No, whatever the PR web site suggests, I don’t think this is going to end up being a system for grandma in her lakeside house in rural Minnesota to get on the Internet; I think this is going to be like Iridium, a super-pricey niche product for businesses, and probably one that goes bust once or twice and has to be bailed out by the government. But hey, maybe I’m missing something, maybe the economics will work better this time?

Anyway, whether it works as a business or not, in May 2019 SpaceX launched a string of 60 Starlink satellites. This month, they launched 60 more. It wasn’t long before astronomers noticed. It might not be long before it’s basically impossible to do long-exposure astrophotography during twilight hours.

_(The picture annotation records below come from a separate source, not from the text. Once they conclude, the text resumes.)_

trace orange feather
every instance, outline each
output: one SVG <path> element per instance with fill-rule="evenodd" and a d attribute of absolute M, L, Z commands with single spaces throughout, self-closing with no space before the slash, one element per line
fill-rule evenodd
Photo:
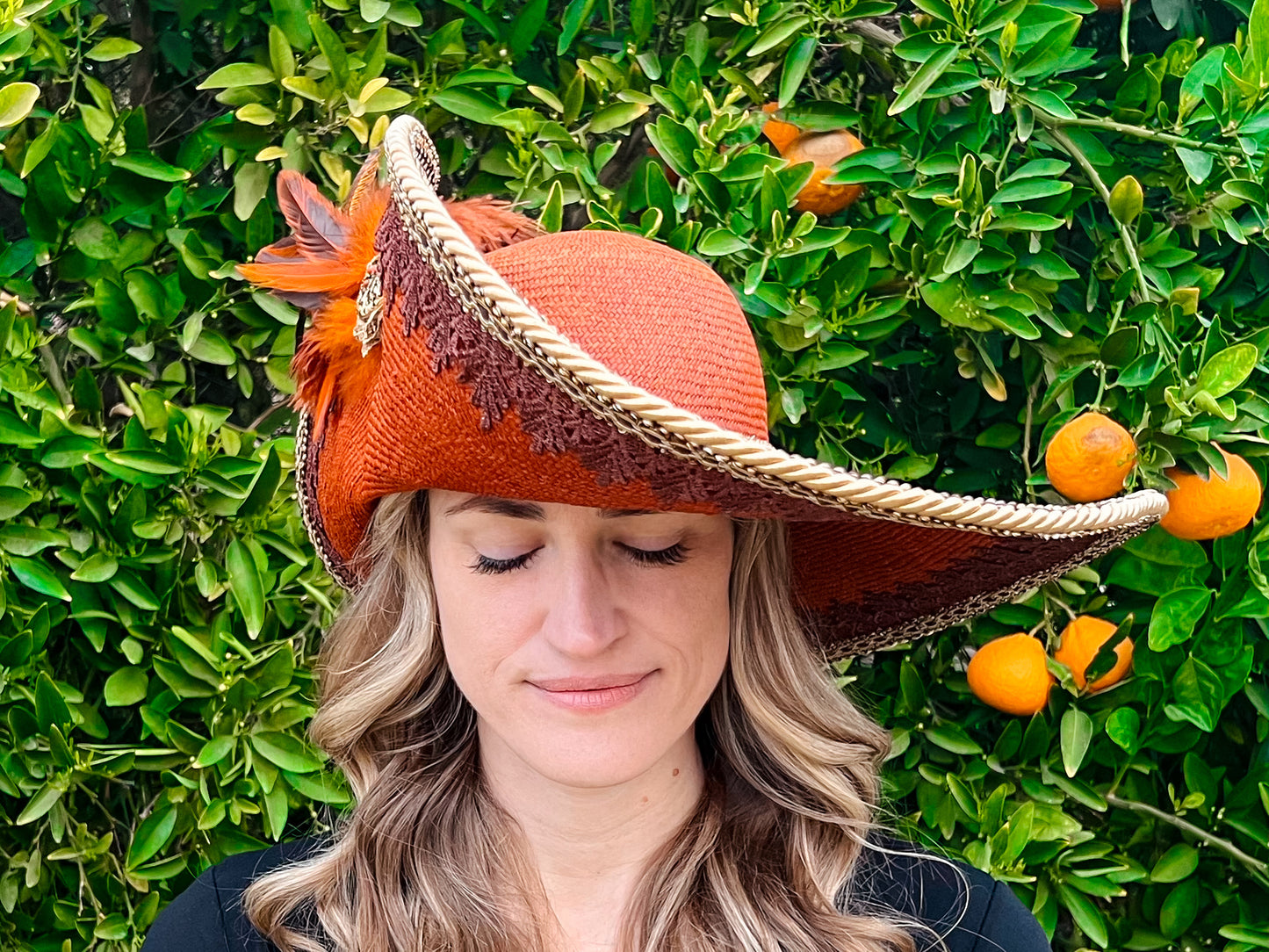
<path fill-rule="evenodd" d="M 296 404 L 312 415 L 315 442 L 321 440 L 329 415 L 362 400 L 378 377 L 379 349 L 363 357 L 353 330 L 357 292 L 374 256 L 374 232 L 388 201 L 388 188 L 378 182 L 377 152 L 358 171 L 340 207 L 299 173 L 283 170 L 278 207 L 291 234 L 260 249 L 254 263 L 239 265 L 246 281 L 312 314 L 291 376 Z M 503 199 L 445 201 L 445 207 L 481 251 L 542 234 L 533 218 Z"/>

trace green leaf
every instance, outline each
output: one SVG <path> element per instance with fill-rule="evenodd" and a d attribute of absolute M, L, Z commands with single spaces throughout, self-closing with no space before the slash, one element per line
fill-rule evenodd
<path fill-rule="evenodd" d="M 1147 642 L 1151 651 L 1166 651 L 1180 645 L 1194 633 L 1194 626 L 1203 617 L 1212 600 L 1211 589 L 1179 588 L 1167 592 L 1155 603 L 1150 616 Z"/>
<path fill-rule="evenodd" d="M 327 28 L 329 29 L 329 28 Z M 236 89 L 237 86 L 261 86 L 273 83 L 277 76 L 268 66 L 254 62 L 231 62 L 222 66 L 198 84 L 197 89 Z"/>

That’s bad, but it’s the possibility of a Kessler cascade that worries me, and I’m not alone in that worry — just as Starlink aren’t alone in their plans to fill the sky with satellites. Jeff Bezos also wants to own a worldwide satellite Internet network, because of course he does, so he has plans to launch 3,236 satellites of his own. A third company, OneWeb, plans to launch another 650.

My verdict? I like the idea of global Internet as much as the next excessively online person, but this plan is wasteful, risky, and economically stupid.